Aim for shorter fights, not bigger blow-ups
Some couples in Baltimore tell me they try to “get everything out” in one giant fight.
Those usually end with emotional bruises, and nothing is resolved.
Instead, aim for shorter, focused conversations:
Pick one topic at a time.
Set a time window, like twenty or thirty minutes.
If you are not getting anywhere, take a pause and come back another day.
Shorter, repeated conversations where you stay mostly respectful will do far more for your marriage than monthly emotional hurricanes.
Agree on lines that must never be crossed
Every couple needs clear boundaries about what is unacceptable in conflict.
For example:
No name-calling.
No threats of divorce in the middle of arguments.
No breaking or throwing objects.
No yelling in front of children.
Write these down together. Commit to them. If one of you crosses a line, own it and repair it as soon as possible.
If physical aggression or serious intimidation is happening, that is not just an “anger issue.” That is a safety issue and needs immediate professional help and safety planning.
Look underneath the anger to the real emotion
Anger is often a cover for other feelings that feel more vulnerable:
Fear.
Shame.
Loneliness.
Feeling invisible or not good enough.
In a calmer moment, ask each other:
“What do you think your anger is trying to protect you from?”
“When you yelled about the dishes, what was actually hurting underneath?”
This does not excuse harmful behavior, but it does help you understand each other more deeply and change the pattern at its roots.
Get support learning to calm your body, not just your thoughts
Anger management in a relationship is not just an intellectual problem. It is physical.
If your heart rate spikes, your breathing changes, and your muscles are tense, you will have a hard time being patient, even with the best intentions.
Simple practices that help:
Slowing your breathing down on purpose.
Dropping your shoulders and unclenching your jaw.

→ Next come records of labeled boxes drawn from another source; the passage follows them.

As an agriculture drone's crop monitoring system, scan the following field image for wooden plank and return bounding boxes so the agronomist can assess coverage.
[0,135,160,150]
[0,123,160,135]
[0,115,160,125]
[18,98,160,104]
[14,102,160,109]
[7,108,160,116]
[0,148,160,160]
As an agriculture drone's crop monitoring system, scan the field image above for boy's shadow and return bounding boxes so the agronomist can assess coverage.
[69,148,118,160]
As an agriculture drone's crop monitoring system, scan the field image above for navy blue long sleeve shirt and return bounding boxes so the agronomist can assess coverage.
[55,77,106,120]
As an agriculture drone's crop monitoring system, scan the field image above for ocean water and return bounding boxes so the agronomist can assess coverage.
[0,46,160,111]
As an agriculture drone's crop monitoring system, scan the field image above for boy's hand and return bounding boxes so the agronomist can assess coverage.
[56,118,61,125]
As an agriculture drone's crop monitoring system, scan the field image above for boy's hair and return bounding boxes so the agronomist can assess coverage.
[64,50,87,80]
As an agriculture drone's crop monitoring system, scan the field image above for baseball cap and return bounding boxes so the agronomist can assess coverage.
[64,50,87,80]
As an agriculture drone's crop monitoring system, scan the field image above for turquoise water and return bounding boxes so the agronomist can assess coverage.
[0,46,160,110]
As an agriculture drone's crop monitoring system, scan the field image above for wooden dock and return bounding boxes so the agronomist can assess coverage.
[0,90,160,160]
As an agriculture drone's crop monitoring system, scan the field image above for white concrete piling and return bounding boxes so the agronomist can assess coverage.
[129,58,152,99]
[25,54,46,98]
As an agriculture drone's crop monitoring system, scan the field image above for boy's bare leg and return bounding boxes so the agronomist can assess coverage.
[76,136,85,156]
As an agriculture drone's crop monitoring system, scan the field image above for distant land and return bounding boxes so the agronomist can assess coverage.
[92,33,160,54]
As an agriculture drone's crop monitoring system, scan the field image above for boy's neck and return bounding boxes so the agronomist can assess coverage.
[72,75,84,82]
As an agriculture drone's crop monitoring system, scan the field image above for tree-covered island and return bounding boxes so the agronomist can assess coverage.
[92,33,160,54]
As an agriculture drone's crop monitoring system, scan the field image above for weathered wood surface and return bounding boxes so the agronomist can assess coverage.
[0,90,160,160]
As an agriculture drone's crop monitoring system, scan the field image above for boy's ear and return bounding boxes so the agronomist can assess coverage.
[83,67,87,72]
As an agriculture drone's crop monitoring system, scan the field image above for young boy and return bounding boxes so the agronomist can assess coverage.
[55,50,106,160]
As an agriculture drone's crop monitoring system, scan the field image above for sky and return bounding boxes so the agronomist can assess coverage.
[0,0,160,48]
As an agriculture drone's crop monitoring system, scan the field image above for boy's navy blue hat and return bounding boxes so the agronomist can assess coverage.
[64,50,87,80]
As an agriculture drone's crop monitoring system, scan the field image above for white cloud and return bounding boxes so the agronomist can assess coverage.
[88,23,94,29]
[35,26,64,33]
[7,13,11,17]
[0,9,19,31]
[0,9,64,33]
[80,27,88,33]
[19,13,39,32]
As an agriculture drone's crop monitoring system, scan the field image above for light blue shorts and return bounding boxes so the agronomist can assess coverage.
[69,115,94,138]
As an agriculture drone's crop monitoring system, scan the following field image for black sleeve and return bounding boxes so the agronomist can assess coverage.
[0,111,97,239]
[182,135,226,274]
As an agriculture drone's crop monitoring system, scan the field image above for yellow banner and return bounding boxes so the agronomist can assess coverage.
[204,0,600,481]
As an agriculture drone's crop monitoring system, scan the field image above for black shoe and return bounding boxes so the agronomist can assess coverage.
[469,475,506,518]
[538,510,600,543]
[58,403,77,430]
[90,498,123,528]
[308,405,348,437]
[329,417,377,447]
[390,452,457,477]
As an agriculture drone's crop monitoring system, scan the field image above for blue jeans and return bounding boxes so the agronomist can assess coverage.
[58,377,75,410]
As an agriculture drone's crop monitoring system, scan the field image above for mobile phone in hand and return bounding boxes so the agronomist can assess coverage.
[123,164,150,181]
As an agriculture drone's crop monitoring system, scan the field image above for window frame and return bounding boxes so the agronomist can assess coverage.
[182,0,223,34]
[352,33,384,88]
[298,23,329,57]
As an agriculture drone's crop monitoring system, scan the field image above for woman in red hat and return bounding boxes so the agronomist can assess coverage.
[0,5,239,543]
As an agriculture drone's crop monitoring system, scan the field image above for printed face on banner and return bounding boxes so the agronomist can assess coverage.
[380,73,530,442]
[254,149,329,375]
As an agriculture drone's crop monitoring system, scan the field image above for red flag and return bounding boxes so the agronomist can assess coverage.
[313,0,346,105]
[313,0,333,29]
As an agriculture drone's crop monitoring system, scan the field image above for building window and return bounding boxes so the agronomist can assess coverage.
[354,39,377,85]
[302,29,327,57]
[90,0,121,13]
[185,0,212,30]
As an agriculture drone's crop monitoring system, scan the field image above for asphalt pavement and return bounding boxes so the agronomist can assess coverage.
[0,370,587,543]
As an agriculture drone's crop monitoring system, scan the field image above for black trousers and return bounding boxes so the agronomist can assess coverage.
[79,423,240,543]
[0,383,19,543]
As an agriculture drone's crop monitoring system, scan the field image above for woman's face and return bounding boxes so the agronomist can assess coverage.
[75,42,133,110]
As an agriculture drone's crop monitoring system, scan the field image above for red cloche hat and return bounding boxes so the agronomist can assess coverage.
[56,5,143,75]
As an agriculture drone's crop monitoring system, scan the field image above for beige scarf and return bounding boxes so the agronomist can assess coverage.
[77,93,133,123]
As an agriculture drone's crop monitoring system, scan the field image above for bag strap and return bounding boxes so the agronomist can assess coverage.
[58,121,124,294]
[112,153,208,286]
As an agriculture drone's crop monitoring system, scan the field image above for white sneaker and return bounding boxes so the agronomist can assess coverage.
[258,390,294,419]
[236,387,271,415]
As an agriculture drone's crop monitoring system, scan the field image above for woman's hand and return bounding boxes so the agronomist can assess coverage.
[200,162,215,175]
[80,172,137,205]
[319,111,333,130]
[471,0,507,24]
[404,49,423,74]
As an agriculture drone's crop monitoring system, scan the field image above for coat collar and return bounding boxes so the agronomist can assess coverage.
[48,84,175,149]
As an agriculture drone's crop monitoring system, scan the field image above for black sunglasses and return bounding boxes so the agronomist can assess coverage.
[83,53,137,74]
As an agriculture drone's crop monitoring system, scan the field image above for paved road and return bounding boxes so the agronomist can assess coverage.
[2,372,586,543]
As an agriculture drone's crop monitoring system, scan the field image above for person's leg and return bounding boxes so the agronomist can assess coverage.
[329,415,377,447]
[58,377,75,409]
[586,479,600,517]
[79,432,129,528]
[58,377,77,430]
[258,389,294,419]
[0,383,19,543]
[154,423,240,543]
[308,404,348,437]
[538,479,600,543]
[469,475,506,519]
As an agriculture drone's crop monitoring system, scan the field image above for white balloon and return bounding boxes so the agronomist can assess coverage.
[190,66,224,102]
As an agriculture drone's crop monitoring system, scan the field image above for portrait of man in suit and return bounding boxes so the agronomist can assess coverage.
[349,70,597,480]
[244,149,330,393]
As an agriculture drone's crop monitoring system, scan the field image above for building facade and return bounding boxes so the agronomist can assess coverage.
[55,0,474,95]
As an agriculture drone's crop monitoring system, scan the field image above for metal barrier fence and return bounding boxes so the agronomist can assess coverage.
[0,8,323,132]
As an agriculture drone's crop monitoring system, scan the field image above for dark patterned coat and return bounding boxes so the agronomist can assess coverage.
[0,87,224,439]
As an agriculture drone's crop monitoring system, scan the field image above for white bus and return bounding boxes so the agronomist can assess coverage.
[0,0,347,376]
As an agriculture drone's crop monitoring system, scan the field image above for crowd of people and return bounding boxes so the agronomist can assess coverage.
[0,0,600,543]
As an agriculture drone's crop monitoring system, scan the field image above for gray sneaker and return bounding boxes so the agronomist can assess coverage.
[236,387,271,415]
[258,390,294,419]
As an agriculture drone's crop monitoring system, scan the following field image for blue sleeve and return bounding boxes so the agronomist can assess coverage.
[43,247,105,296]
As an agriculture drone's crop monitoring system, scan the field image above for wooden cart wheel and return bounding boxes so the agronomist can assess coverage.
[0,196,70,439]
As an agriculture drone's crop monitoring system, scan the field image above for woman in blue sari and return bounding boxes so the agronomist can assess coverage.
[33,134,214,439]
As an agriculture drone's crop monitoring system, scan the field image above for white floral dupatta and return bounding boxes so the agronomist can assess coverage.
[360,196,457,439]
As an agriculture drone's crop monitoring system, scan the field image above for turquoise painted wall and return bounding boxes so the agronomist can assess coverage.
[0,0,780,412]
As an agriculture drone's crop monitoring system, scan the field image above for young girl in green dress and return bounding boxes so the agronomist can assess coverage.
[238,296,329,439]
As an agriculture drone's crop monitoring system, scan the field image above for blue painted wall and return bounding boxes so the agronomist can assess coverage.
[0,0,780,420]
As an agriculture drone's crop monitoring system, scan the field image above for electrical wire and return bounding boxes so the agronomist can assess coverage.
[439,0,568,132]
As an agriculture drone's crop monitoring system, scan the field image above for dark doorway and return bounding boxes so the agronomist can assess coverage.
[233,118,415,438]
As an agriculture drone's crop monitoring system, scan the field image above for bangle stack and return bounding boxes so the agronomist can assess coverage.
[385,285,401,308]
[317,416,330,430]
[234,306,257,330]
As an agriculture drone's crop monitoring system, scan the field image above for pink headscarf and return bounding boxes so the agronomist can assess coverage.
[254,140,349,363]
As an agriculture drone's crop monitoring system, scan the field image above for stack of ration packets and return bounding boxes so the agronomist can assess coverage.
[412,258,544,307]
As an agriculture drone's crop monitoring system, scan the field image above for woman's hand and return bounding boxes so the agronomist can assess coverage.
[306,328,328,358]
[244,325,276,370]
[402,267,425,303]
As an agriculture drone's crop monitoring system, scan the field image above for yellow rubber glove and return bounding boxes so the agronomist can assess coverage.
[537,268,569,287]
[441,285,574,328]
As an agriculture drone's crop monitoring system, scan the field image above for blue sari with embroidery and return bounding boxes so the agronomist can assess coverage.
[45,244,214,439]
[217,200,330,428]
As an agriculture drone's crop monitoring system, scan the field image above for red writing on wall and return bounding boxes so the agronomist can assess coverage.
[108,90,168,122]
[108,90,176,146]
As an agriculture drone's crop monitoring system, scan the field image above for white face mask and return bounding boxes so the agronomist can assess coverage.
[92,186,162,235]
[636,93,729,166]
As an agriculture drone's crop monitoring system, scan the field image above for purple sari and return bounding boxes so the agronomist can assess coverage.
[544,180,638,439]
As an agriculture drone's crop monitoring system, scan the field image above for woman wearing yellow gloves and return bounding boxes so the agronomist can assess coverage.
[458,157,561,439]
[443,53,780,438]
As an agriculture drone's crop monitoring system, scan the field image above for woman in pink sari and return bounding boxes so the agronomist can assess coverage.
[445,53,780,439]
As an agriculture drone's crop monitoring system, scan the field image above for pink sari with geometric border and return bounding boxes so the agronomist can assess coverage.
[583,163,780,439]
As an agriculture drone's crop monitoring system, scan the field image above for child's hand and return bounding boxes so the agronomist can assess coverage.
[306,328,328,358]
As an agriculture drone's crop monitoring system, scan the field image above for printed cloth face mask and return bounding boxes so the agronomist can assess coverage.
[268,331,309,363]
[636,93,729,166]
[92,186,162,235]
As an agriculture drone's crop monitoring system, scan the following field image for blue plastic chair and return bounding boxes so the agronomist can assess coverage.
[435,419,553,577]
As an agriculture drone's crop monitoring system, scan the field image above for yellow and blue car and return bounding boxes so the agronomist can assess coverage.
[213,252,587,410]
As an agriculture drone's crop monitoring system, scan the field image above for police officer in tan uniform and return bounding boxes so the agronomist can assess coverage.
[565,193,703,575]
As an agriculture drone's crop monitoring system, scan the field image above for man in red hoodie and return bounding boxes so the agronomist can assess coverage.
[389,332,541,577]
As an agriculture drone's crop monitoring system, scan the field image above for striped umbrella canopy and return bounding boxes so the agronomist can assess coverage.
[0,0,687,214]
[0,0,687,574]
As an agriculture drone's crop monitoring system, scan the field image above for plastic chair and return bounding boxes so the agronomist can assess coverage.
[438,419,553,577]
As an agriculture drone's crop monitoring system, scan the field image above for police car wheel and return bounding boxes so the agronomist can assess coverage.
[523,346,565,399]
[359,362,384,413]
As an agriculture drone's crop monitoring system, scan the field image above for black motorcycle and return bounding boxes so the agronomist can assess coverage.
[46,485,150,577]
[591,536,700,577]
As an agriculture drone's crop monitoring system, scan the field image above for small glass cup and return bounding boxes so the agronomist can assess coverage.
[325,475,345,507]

Taking a brief walk, stepping outside, or washing your face.
In marriage counseling sessions in Baltimore and online, I often work with couples on how to recognize and soothe their bodies in real time while still staying engaged in the conversation.
If you have any questions about anger issues in your relationship, feel free to call me anytime at: (410) 419-8149
I work with couples in the Baltimore, Maryland area and across the United States who are tired of letting anger run the relationship and want a calmer, more connected way of being together.
FAQ
Can anger issues really change, or is this just who we are?
Anger patterns can absolutely change with awareness, practice, and support. Some people have shorter fuses by temperament or history, but that does not mean they are stuck yelling forever. The key is learning your specific triggers and building new habits around them.
What if my partner says it is my fault they get angry?
You are responsible for your behavior. Your partner is responsible for theirs. Stress and conflict can explain why anger shows up, but they do not excuse yelling, insults, or aggression. In counseling, we hold both: understanding the triggers and taking responsibility for how you react.
Do we need couples therapy or individual anger management?
Sometimes both. If anger shows up mostly in your relationship, couples work is essential so both of you can learn new ways of interacting. If there is a long history of rage, trauma, or aggression in many areas of life, individual anger management or therapy can be important alongside couples sessions.
Is online help effective for anger issues in marriage?
Yes. Many couples I work with online across the United States make significant progress in how they handle anger, even though we are not in the same room. We can still see each other’s faces, practice new communication patterns, and build concrete plans for what to do in the heat of the moment.